Ruby on Rails: Database Migration and Downtime

March 18, 2019

Recently, we had a production outage for a few minutes due a database migration on one of our Ruby on Rails apps. The deployment went fine through a few stages, but the problem only showed up at the last and the largest stage. This is exactly what happened during the deploy process.

New code was deployed. Restart was pending, so the server was still running old code.
Migrations ran.
One migration removed a column that was used in the old code, but no longer used in the new code.
The next migration was a data migration that inserted one row / user to a table. This was a very slow migration, taking 5+ minutes.
The old code failed because it tried to use a column in the database that was no longer there. To make things worse, the column was referenced at all page loads within the app.
The long running migration didn’t finish because it ran into a timeout.
The servers weren’t restarted because the migration had failed. So, the new code wasn’t served at all.
There was no automatic database rollback to restore the system into a good state with the old code.

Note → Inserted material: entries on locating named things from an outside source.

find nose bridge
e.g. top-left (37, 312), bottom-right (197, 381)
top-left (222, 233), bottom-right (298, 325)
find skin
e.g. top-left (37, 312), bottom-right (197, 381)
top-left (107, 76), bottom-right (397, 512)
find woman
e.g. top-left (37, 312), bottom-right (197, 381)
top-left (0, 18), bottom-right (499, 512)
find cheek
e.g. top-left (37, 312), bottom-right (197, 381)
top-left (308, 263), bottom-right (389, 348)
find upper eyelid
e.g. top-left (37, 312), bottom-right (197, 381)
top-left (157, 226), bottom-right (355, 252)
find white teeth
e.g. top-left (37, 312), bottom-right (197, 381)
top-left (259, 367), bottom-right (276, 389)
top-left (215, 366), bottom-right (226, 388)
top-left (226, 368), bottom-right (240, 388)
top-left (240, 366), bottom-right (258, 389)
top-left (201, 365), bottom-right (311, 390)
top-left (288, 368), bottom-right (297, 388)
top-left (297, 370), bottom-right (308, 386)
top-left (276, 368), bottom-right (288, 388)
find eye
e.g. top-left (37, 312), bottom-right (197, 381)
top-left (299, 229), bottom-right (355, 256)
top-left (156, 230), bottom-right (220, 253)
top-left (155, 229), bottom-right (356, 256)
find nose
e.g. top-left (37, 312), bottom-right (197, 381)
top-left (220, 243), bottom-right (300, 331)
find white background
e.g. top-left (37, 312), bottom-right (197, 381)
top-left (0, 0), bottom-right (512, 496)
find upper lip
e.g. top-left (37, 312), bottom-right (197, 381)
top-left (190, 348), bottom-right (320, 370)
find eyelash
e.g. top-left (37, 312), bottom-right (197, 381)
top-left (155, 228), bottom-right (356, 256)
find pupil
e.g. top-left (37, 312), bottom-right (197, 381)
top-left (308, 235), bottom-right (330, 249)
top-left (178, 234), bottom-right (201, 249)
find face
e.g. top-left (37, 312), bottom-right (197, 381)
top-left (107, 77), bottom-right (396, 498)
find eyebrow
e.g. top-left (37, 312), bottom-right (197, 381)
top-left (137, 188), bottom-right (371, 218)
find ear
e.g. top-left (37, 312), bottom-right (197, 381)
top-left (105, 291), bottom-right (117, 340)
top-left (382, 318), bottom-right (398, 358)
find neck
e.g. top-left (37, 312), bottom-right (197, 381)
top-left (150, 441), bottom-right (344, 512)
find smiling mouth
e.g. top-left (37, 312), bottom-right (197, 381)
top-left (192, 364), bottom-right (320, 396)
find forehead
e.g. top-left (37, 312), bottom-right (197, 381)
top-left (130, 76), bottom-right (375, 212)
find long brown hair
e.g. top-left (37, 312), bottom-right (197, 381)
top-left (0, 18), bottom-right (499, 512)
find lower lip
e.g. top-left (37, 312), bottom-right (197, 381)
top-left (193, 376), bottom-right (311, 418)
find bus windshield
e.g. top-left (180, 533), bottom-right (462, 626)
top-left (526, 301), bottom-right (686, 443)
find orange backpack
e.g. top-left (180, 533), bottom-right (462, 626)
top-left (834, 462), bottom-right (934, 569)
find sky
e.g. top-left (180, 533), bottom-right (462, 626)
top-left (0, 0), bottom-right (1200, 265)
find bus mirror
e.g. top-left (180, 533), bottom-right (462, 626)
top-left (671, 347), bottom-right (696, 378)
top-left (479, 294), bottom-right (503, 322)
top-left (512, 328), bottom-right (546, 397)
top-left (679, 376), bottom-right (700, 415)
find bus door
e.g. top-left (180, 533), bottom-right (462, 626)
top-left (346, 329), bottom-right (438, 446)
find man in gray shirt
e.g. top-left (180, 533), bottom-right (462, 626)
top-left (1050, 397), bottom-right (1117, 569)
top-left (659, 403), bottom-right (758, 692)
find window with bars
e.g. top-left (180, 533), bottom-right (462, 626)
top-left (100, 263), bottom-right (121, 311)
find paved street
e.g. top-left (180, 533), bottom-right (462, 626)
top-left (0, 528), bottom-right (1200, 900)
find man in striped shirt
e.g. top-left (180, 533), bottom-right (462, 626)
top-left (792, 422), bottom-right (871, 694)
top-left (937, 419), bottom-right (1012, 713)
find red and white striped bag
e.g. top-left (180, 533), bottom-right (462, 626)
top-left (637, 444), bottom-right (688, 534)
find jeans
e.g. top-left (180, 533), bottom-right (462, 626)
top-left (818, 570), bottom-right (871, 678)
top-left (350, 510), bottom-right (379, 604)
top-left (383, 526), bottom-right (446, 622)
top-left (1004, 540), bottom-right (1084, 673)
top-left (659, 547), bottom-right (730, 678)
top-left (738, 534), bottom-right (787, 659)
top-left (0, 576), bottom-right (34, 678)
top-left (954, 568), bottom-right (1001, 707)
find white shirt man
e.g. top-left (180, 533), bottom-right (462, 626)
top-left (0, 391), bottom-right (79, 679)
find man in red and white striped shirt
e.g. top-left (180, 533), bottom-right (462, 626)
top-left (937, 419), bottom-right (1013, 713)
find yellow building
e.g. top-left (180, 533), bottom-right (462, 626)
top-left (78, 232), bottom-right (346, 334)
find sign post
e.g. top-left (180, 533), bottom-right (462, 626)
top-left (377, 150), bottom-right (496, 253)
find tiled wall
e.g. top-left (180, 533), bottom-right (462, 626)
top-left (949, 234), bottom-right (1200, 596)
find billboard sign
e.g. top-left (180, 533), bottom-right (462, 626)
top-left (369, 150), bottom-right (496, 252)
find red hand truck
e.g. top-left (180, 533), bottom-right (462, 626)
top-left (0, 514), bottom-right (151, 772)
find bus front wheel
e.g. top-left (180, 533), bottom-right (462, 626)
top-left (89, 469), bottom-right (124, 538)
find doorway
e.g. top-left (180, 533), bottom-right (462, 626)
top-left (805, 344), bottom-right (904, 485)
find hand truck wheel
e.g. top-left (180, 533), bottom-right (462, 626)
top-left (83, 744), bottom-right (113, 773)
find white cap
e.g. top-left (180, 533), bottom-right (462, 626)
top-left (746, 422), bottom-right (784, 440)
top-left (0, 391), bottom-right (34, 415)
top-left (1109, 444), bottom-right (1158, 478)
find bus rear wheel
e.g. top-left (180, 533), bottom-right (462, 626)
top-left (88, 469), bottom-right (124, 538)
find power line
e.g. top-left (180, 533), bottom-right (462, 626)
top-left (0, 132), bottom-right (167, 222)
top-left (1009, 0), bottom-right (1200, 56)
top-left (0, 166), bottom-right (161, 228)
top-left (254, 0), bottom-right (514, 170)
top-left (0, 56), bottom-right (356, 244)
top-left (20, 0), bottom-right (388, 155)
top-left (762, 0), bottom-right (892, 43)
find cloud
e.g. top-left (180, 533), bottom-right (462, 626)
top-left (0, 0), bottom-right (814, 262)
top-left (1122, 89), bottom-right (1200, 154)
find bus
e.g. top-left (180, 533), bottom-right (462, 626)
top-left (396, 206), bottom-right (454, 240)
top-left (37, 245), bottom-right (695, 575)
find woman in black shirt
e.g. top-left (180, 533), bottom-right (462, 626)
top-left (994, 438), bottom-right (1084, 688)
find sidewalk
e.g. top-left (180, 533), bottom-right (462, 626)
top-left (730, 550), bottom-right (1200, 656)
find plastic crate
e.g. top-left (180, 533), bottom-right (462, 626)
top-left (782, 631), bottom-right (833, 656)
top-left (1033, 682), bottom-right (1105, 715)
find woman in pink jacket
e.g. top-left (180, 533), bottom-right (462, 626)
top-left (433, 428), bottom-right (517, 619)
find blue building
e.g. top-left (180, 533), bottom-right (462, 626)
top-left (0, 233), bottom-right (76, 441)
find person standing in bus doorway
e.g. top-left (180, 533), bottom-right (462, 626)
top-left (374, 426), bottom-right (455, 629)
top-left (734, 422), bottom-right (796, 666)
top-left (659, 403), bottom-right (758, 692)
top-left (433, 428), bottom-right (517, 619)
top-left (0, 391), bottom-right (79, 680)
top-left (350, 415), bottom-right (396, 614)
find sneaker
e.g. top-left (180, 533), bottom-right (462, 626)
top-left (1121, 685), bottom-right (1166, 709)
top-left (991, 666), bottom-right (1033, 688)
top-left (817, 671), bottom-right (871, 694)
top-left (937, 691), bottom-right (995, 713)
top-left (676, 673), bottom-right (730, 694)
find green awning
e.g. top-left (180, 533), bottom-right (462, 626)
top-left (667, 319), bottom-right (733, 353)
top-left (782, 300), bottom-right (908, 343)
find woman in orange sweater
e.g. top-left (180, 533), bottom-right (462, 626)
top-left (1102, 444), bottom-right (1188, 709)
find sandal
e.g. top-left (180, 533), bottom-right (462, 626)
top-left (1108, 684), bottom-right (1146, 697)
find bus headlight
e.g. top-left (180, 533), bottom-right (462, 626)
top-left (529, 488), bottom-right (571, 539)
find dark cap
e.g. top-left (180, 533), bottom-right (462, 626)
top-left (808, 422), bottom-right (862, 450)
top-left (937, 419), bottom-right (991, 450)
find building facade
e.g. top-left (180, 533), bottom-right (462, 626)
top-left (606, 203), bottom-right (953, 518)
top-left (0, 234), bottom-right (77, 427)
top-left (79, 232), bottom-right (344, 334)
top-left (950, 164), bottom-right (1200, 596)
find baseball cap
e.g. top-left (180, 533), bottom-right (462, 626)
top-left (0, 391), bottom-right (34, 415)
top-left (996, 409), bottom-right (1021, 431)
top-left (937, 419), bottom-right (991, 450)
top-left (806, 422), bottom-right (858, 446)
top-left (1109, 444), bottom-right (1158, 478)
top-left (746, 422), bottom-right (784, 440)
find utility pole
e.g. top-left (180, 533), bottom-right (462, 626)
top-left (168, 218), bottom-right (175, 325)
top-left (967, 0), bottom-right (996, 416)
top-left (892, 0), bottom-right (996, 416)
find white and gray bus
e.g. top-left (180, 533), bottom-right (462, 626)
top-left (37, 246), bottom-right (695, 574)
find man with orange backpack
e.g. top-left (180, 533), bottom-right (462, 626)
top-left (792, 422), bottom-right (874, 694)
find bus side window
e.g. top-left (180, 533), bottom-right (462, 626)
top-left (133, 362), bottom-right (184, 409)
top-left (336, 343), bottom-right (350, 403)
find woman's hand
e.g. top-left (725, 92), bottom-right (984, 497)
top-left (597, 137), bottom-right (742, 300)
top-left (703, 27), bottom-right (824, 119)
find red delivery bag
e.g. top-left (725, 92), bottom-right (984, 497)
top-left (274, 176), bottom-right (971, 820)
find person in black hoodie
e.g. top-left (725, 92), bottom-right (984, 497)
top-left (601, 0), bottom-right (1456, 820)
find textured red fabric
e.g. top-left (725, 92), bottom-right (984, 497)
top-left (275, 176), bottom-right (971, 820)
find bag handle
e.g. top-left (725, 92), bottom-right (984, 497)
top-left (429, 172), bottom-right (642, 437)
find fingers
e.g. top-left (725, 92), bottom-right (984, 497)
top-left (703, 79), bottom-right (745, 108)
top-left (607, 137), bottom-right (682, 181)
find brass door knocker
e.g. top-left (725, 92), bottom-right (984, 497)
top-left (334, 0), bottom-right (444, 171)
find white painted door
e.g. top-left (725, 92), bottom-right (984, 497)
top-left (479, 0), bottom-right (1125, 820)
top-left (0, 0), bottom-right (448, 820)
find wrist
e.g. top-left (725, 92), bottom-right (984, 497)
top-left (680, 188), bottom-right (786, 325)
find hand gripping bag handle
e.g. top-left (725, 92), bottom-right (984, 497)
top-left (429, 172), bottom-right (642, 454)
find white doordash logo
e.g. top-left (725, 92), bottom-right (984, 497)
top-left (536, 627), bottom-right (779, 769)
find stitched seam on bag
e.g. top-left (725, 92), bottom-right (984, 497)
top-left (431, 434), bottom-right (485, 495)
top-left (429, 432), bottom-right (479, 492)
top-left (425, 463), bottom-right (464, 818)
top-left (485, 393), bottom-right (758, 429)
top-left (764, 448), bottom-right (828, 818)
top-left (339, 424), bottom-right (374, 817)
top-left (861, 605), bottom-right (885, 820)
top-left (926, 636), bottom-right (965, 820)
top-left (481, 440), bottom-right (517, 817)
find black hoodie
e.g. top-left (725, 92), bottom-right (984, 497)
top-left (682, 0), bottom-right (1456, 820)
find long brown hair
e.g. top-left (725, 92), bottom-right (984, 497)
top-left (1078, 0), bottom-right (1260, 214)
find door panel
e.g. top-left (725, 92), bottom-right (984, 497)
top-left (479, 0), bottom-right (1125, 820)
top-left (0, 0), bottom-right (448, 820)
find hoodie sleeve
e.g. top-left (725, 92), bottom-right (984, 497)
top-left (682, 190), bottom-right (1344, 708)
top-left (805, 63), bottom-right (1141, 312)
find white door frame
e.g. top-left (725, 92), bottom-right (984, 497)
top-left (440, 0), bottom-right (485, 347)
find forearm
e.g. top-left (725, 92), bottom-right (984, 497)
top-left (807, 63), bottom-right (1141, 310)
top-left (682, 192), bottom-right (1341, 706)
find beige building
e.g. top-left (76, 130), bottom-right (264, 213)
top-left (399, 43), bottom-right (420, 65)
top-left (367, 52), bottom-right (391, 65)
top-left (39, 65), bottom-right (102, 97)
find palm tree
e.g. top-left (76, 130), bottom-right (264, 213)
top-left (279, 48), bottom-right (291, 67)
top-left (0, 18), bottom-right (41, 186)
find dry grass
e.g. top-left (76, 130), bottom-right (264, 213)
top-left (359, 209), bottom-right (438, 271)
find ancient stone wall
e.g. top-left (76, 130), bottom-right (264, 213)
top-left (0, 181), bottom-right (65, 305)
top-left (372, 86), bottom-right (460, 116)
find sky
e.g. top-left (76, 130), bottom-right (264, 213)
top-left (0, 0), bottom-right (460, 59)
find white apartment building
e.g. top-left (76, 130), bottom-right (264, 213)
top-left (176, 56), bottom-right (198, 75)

The team was able to resolve the issues within the next 5 minutes, but it was the worst system outage we’ve seen in years. For anyone dealing with a large Ruby on Rails app, you can use the following safeguards to avoid such problems:

Do not remove a column from the database while the current code is still using it. Do it at a later release.
When a deployment fails at the migration step, ensure you have a rollback policy so that the system can be automatically restored to a known good state.
Consider data migrations to be a performance problem and always test the migrations with relaistic load before production release.
If possible, run your data migrations seprately from schema migrations so that you don’t incur deployment delays for optional new data.